Today's Christmas gift ideas

It's a couple minutes late, but before I head home for the night here's Monday's Christmas gift ideas.
Today's theme: Fair Trade
Fair trade is an organized social movement which promotes equitable standards for international labor, environmentalism, and social policy in areas related to the production of FairTrade labeled and unlabelled goods, which may range from handcrafts to agricultural commodities. The movement focuses in particular on exports from developing countries to developed countries.
Fair trade's strategic intent is to deliberately work with marginalised producers and workers in order to help them move from a position of vulnerability to security and economic self-sufficiency.

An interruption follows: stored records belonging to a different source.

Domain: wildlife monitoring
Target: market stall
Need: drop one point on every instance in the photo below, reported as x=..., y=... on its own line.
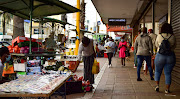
x=44, y=82
x=34, y=85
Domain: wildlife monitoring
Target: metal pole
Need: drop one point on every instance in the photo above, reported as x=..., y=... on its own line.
x=31, y=14
x=78, y=27
x=153, y=16
x=144, y=25
x=39, y=32
x=169, y=11
x=41, y=29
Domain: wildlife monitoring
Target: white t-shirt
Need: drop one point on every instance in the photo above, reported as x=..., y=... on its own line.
x=110, y=44
x=1, y=69
x=85, y=51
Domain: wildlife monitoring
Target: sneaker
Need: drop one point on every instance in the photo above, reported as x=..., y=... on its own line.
x=167, y=91
x=139, y=79
x=157, y=88
x=109, y=66
x=152, y=78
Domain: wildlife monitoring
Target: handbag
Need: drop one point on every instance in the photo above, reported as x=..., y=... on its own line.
x=95, y=67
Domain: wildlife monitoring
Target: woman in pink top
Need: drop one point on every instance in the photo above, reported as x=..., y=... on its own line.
x=122, y=54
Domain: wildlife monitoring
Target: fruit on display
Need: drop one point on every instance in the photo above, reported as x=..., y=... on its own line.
x=72, y=66
x=49, y=68
x=58, y=64
x=80, y=78
x=87, y=83
x=66, y=70
x=61, y=68
x=88, y=88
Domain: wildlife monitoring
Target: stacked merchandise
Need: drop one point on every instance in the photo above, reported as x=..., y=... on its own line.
x=33, y=67
x=55, y=66
x=35, y=84
x=77, y=85
x=21, y=45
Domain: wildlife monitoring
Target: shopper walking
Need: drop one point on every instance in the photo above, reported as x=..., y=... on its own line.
x=153, y=37
x=144, y=50
x=122, y=46
x=165, y=58
x=135, y=56
x=86, y=47
x=4, y=56
x=110, y=46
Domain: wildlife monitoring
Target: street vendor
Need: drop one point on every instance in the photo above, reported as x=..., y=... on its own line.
x=4, y=56
x=87, y=48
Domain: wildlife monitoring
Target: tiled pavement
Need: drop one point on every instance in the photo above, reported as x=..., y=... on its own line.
x=121, y=83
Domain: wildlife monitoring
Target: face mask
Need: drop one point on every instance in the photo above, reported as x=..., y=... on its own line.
x=8, y=58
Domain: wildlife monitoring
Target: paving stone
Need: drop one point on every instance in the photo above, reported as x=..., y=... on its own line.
x=123, y=97
x=147, y=97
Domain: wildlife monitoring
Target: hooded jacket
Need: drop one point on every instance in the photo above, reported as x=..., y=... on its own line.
x=143, y=45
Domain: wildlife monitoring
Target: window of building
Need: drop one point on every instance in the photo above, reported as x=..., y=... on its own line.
x=36, y=31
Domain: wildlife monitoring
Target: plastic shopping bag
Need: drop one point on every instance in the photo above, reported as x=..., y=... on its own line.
x=95, y=68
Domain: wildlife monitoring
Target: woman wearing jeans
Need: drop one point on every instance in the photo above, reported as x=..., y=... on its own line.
x=165, y=61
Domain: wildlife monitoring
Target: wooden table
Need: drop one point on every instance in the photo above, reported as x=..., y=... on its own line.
x=3, y=94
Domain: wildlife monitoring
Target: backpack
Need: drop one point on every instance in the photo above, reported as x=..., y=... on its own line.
x=165, y=48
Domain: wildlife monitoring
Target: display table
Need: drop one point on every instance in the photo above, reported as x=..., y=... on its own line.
x=34, y=86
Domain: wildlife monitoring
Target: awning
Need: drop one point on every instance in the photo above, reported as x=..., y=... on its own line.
x=119, y=28
x=41, y=8
x=47, y=19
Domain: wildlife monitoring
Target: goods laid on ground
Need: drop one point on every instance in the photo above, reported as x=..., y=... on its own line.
x=21, y=45
x=35, y=84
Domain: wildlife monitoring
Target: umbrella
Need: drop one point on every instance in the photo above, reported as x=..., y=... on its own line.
x=29, y=9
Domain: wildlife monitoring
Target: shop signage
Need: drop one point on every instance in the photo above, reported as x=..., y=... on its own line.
x=118, y=28
x=163, y=19
x=116, y=22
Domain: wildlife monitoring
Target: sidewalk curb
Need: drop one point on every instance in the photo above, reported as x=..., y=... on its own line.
x=89, y=95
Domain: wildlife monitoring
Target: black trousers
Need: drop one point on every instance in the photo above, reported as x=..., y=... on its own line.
x=110, y=55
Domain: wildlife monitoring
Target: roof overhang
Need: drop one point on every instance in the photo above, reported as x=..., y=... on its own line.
x=116, y=9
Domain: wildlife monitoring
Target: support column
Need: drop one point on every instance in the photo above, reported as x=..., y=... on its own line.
x=169, y=11
x=144, y=22
x=31, y=14
x=77, y=27
x=153, y=16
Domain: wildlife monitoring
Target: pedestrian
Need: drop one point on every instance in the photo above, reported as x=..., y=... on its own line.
x=4, y=56
x=153, y=37
x=122, y=46
x=165, y=57
x=116, y=47
x=135, y=56
x=110, y=46
x=87, y=48
x=97, y=50
x=127, y=51
x=144, y=51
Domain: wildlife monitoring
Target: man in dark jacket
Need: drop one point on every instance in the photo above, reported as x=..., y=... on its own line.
x=144, y=49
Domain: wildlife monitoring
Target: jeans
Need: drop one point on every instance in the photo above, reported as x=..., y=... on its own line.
x=135, y=59
x=166, y=62
x=110, y=55
x=140, y=60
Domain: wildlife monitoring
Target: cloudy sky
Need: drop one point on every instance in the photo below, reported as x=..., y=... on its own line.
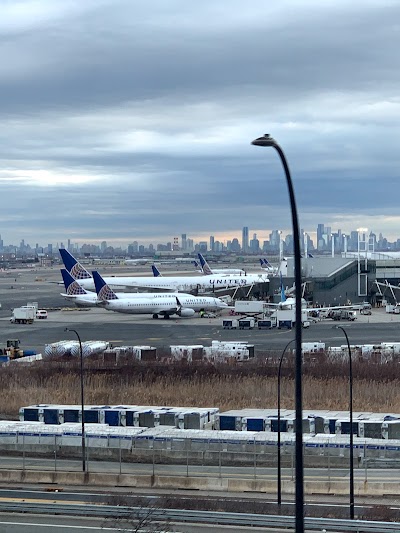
x=125, y=120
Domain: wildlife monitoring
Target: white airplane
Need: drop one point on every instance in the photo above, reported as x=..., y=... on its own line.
x=206, y=270
x=185, y=305
x=82, y=298
x=136, y=261
x=171, y=283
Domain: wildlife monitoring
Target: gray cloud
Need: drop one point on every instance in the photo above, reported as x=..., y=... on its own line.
x=127, y=121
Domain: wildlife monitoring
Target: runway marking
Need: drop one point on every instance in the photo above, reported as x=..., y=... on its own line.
x=43, y=500
x=81, y=528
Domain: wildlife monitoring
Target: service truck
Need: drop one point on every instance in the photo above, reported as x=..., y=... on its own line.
x=23, y=315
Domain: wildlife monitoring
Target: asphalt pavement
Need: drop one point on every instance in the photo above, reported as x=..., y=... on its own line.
x=40, y=285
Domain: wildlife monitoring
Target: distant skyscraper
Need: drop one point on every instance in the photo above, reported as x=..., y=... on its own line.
x=203, y=247
x=254, y=244
x=235, y=246
x=275, y=239
x=183, y=241
x=212, y=240
x=245, y=239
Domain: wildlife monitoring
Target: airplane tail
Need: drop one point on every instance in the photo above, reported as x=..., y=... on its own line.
x=72, y=287
x=104, y=291
x=283, y=295
x=73, y=266
x=156, y=272
x=204, y=265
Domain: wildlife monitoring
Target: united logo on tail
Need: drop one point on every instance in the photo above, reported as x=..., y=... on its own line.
x=72, y=287
x=104, y=292
x=76, y=270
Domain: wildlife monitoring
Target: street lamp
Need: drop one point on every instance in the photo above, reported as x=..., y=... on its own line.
x=82, y=400
x=267, y=140
x=351, y=490
x=279, y=422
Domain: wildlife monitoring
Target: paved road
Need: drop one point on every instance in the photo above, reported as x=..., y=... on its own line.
x=242, y=472
x=11, y=523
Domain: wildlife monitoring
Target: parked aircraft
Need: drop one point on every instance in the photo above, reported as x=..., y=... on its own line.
x=185, y=305
x=84, y=298
x=172, y=283
x=221, y=271
x=75, y=293
x=142, y=261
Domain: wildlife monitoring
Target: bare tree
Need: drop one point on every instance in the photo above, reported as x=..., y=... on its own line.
x=145, y=517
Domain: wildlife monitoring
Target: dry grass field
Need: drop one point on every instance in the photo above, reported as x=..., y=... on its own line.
x=325, y=385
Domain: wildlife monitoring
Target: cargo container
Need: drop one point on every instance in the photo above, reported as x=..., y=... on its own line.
x=246, y=323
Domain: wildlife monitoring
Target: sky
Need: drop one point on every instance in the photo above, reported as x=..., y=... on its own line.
x=125, y=121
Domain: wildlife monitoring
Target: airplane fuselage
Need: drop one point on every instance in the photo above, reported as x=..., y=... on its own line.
x=180, y=283
x=165, y=305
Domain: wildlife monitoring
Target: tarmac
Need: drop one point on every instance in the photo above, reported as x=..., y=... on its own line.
x=18, y=287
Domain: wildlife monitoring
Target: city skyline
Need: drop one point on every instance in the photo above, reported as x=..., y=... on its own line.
x=125, y=118
x=326, y=239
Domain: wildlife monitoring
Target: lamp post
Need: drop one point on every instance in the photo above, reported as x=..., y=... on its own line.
x=267, y=140
x=279, y=491
x=82, y=401
x=351, y=488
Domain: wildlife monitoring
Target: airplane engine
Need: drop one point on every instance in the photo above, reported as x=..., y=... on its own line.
x=186, y=312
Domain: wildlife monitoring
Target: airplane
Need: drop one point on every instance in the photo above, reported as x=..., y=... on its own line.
x=136, y=261
x=75, y=293
x=84, y=298
x=171, y=283
x=208, y=272
x=80, y=296
x=184, y=306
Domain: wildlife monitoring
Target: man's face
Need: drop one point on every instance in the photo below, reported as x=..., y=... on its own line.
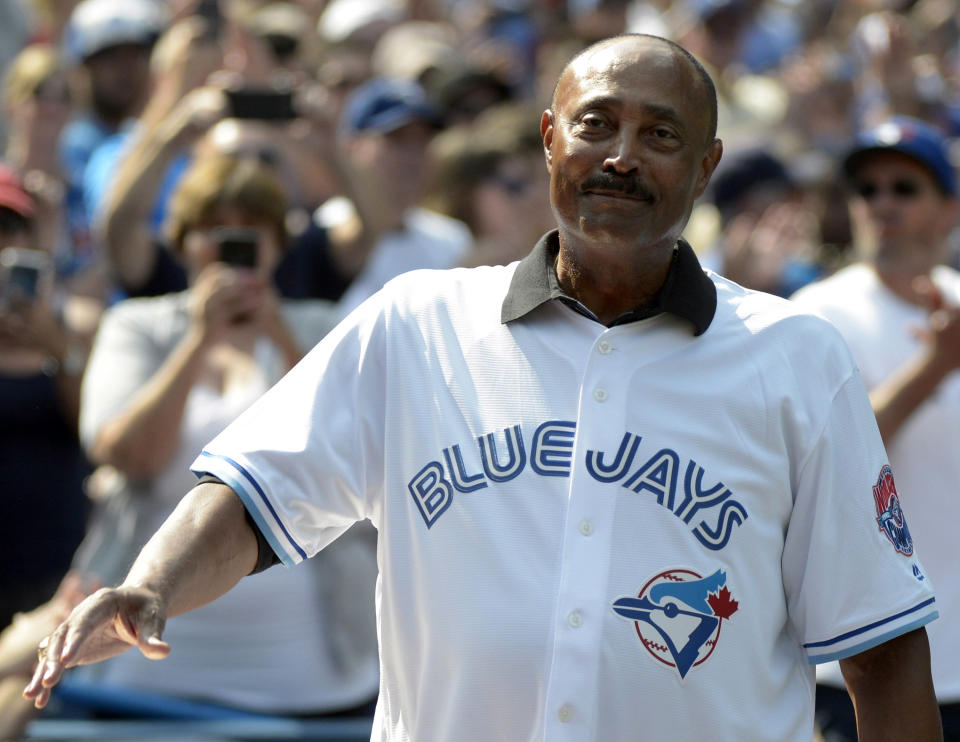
x=897, y=206
x=398, y=159
x=119, y=80
x=627, y=145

It also aims at empowering them to become stakeholders in their own organizations and actively play a wider role in the global arena to achieve greater equity in international trade.

Under $10
Handmade candle holders from Pakistan
A great conversational piece

Under $20
Family Circle Ornament
This marvelous handmade, fair trade ornament embodies a loving family message. Sculptured in soapstone by Kisii craftspeople using only simple tools. As each item is individually hand-carved from natural material, colors and dimensions will vary. Made in Kenya.

Under $50
Handmade woven baskets
Who doesn't have a place for cool handmade woven baskets?

Under $100
Coffee Aficionado Gift Box
Probably not a great gift for my fiance, her roommate or others who should avoid caffeine, but for the rest of us the Coffee Aficionado Gift Box is a great way to test the wits and expand the palate of discriminating coffee lovers. They have paired our six most popular origin coffees with Coffee Smarts trivia cards and a Grounds for Change logo mug.

Over $100
Coiled Wall Hanging
Tree of Life design has religious and cultural significance, showing how all living things are related. Artisan rolls different colors of dyed wool from Andean sheep into long strands. Then this tapestry is woven on a wooden loom, using cotton for the warp and coiled wool for the weft. Each wall hanging is woven by a single artisan, requiring two days.